[comp.os.research] Cache theory question

cjp%megatek.UUCP@ucsd.edu (Chris Pikus) (02/24/90)

	The Unix disk buffer cashe is organized as
a combination of both a hash table and a linked list.
that is there several linked lists and which one to use
is determined by a hashing function.

	To wit, when one wishes to access/add a particular block
in the buffer cache, the kernel performs a hashing function
on BLKNO (usually a mod( 17) i beleive) and then walks down
the that list to find said BLKNO.

	My question is thus: WHY mod 17???

	I know the answer is fairly obvious, since 17 is 
a prime number, there would more likely to be an even
distribution amongst the lists. If something like a filesystem
started to have certain things regularly spaced, they might have
a tendency to "resonate" adn fill up one list if one used a number
like 16.

	To be more precise, is there any reason they picked 17, and
if so, is there any supporting documentation/articles/mathematical_treatises?
Could they have picked any prime (like 29, or 53, or 2011)?

	I know this is a pretty esoteric question but I was 
curious and I know there is a lot of UNIX historians on the net.

	Thank you very much,
	Christopher J. Pikus

rfg@ICS.UCI.EDU (Ronald Guilmette) (02/26/90)

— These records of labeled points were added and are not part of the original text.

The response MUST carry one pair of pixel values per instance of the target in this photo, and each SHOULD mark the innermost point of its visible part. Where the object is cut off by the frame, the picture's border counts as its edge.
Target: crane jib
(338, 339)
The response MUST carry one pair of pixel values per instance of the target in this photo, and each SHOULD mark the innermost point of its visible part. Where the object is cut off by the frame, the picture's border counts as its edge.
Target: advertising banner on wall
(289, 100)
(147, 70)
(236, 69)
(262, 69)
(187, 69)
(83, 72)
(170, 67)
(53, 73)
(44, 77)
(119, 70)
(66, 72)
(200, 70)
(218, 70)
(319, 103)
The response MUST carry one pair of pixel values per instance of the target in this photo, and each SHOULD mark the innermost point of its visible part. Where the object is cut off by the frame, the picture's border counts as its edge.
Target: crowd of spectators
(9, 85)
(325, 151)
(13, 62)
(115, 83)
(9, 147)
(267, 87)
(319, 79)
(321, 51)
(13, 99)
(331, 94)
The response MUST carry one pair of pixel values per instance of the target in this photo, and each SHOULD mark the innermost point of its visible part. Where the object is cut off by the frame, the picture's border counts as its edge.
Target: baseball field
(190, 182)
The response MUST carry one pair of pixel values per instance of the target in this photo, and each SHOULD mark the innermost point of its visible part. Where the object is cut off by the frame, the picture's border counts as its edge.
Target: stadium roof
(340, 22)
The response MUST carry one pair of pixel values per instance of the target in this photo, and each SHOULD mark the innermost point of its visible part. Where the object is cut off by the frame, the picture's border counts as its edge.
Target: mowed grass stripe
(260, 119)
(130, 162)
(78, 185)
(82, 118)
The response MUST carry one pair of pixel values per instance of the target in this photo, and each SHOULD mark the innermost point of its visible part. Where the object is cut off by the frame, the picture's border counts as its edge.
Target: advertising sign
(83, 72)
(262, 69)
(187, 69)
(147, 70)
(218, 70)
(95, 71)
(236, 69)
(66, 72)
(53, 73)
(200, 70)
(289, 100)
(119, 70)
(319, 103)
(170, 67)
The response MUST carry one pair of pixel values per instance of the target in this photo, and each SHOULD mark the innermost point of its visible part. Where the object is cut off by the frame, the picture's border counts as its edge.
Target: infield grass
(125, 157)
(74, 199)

In article <1456@darkstar.ucsc.edu> cjp%megatek.UUCP@ucsd.edu (Chris Pikus) writes:
>
>	The Unix disk buffer cashe is organized as
>a combination of both a hash table and a linked list.
>that is there several linked lists and which one to use
>is determined by a hashing function.
>
>	To wit, when one wishes to access/add a particular block
>in the buffer cache, the kernel performs a hashing function
>on BLKNO (usually a mod( 17) i beleive) and then walks down
>the that list to find said BLKNO.
>
>	My question is thus: WHY mod 17???
>
>	I know the answer is fairly obvious, since 17 is
>a prime number, there would more likely to be an even
>distribution amongst the lists. If something like a filesystem
>started to have certain things regularly spaced, they might have
>a tendency to "resonate" adn fill up one list if one used a number
>like 16.
>
>	To be more precise, is there any reason they picked 17, and
>if so, is there any supporting documentation/articles/mathematical_treatises?
>Could they have picked any prime (like 29, or 53, or 2011)?
>
>	I know this is a pretty esoteric question but I was
>curious and I know there is a lot of UNIX historians on the net.
>
>	Thank you very much,
>	Christopher J. Pikus

I am curious about this very same question.

Recently, I was writting a tool which reads assembly code for a particular
machine and does some mangling on it.  While doing this, I was hunting for
a nice hash function for the valid mnemonics for that machine.  I quickly
found that hash functions which involved prime numbers gave much better
results (i.e. in terms of minimizing collisions) than did ones without a
prime involved.  A quick check of Knuth's books confirmed this to be a well
know fact.

Now the only question remaining for me was "Which prime should I use for
this particular set of mnemonics?"  I wrote a short program which would try
all of the primes up to 65536 with the following function:

	unsigned int hash_mask = /* some power of two */ ;

	static unsigned int
	hash (const char *string, unsigned int prime)
	{
	  unsigned int ret_val = 0;

	  for (const char *p = string; *p; p++)
	    ret_val = (*p ^ ret_val) * prime;
	  return ret_val & hash_mask;
	}

I had the program evaluate the "efficiency" of all of the various primes for
the given mnemonic set.

For the mnemonic set I was interested in (consisting of 165 strings) my
program found a prime that (when used with a primary table size of 2048)
yielded a perfect hash function.  The prime was 5381.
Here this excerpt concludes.